[Date Prev][Date Next] [Chronological] [Thread] [Top]

Re: Access questions



On Tue, Jan 15, 2013 at 11:52 AM, Dieter Klünter <dieter@dkluenter.de> wrote:
> Am Tue, 15 Jan 2013 09:43:02 -0800
> schrieb Ori Bani <oribani@gmail.com>:
>
>> On Mon, Jan 14, 2013 at 10:28 PM, Dieter Klünter
>> <dieter@dkluenter.de> wrote:
>> > Am Mon, 14 Jan 2013 21:11:26 -0800
>> > schrieb Ori Bani <oribani@gmail.com>:
>> >
>> >> Hello,
>> >>
>> >> I think I understand that default access for everything that does
>> >> not have any access rule is to allow read permission to everyone.
>> >> All other entries (that have some form of access rules) will have a
>> >> default of "access to * by * none" applied.  I'd like instead to
>> >> have all defaults be no access.
>> >>
>> >> I have a directory that will be used for internal email processes
>> >> and also have a certain amount of public/anonymous access (but
>> >> only to chosen attributes).  Due to the public/anonymous
>> >> component, I'd like to have default access rules be as restrictive
>> >> as possible.
>> >>
>> >> Does it make sense to (do people commonly) set a global access of
>> >> "access to * by * none" and then open access up for individual
>> >> databases as desired?
>> >>
>> >> I'm thinking a global rule:
>> >>
>> >> access to *
>> >>      by dn.base="cn=Manager,dc=example,dc=com" write
>> >>      by * none
>> >>
>> >> Then each database will have to explicitly open access only as much
>> >> as needed.
>> >
>> > No, that is not the way ACL's work.
>>
>> The rules I suggested were a result of reading through all the
>> documentation.
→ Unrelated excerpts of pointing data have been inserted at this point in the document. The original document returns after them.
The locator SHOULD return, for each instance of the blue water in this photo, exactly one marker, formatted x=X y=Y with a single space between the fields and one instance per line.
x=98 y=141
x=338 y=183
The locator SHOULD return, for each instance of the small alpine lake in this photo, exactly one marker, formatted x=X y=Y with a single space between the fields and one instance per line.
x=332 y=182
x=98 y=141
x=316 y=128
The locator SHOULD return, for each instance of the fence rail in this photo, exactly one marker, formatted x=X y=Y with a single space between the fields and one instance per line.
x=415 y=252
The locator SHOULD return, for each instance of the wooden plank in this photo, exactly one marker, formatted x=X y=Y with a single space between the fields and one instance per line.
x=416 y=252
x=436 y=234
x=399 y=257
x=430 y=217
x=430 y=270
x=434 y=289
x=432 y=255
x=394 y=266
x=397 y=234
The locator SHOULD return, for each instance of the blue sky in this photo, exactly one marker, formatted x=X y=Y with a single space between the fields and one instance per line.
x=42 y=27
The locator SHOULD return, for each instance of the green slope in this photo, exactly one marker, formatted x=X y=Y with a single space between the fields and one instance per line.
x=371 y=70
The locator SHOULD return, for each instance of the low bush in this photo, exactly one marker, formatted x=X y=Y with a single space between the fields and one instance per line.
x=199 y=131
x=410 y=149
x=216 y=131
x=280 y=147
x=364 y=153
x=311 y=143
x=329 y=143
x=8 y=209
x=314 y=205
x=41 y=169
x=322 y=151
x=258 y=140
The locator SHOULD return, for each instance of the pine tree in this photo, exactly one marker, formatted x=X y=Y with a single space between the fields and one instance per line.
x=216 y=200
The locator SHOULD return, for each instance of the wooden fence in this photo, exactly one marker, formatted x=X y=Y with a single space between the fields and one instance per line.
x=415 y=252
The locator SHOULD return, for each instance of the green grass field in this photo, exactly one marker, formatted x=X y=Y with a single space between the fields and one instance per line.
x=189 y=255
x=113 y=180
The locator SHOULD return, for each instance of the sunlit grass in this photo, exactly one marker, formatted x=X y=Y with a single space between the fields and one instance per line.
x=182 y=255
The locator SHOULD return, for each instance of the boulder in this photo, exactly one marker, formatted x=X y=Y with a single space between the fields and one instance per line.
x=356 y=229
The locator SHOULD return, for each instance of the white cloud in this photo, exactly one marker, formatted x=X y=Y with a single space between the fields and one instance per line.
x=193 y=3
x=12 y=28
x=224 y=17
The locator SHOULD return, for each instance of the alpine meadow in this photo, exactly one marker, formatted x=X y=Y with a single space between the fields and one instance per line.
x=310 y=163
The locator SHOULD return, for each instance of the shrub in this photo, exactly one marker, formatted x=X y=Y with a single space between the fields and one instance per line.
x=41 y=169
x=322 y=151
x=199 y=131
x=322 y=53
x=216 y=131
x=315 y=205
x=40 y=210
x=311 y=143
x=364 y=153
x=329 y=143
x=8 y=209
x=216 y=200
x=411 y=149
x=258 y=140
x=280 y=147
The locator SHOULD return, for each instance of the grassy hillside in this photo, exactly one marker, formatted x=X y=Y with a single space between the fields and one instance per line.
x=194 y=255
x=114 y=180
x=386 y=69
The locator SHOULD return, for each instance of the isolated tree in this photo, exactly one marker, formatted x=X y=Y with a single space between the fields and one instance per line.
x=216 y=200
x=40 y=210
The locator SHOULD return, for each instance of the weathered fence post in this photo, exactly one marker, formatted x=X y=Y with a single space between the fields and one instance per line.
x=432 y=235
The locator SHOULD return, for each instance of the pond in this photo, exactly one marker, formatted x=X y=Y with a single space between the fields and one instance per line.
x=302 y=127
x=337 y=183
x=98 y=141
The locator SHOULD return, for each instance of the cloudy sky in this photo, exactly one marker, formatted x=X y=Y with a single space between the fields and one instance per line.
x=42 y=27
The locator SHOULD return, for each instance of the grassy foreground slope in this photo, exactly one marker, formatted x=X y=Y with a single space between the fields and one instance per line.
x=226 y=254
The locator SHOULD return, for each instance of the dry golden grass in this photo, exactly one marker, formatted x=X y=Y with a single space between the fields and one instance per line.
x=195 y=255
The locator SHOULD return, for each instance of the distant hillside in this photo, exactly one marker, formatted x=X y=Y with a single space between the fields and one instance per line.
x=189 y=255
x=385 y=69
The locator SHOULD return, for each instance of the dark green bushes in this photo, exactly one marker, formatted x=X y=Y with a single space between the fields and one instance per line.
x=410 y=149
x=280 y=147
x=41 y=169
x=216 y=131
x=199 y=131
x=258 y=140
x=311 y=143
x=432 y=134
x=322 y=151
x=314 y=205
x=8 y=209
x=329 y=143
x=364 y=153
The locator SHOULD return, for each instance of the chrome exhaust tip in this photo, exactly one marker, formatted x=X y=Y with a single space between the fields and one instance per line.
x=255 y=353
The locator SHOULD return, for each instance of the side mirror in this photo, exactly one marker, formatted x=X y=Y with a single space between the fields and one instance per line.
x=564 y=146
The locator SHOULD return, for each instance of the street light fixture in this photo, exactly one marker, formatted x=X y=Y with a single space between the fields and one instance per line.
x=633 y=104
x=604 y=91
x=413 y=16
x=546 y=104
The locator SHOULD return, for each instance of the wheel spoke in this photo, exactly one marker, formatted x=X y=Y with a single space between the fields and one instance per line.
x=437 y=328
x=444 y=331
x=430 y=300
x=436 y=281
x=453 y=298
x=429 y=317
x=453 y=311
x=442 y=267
Can you please be more specific as to what part of my
>> suggestion is wrong-headed or will not work?
>>
>> Or can someone else give it a try?
>
> The most important sentence is:
> Access
>        control checking stops at the first match of the <what> and
> <who> clause, unless otherwise dictated by the <control> clause.
>
> According to your  rule set checking will stop at the first rule, that
> is " access to * by * none".

That rule being a global rule, my understanding is that it gets
appended to rules that are specified for any one database. This is
redundant because any defined rules automatically have "access to * by
* none" appended to them.

However, the reason I propose it is to ensure that any other access to
the LDAP server is denied in case some other database mistakenly
doesn't have rules, etc. -- just a secure fallback, a very common way
to approach publicly accessible systems as I'm sure you know.

Does that clarify that part of my original inquiry?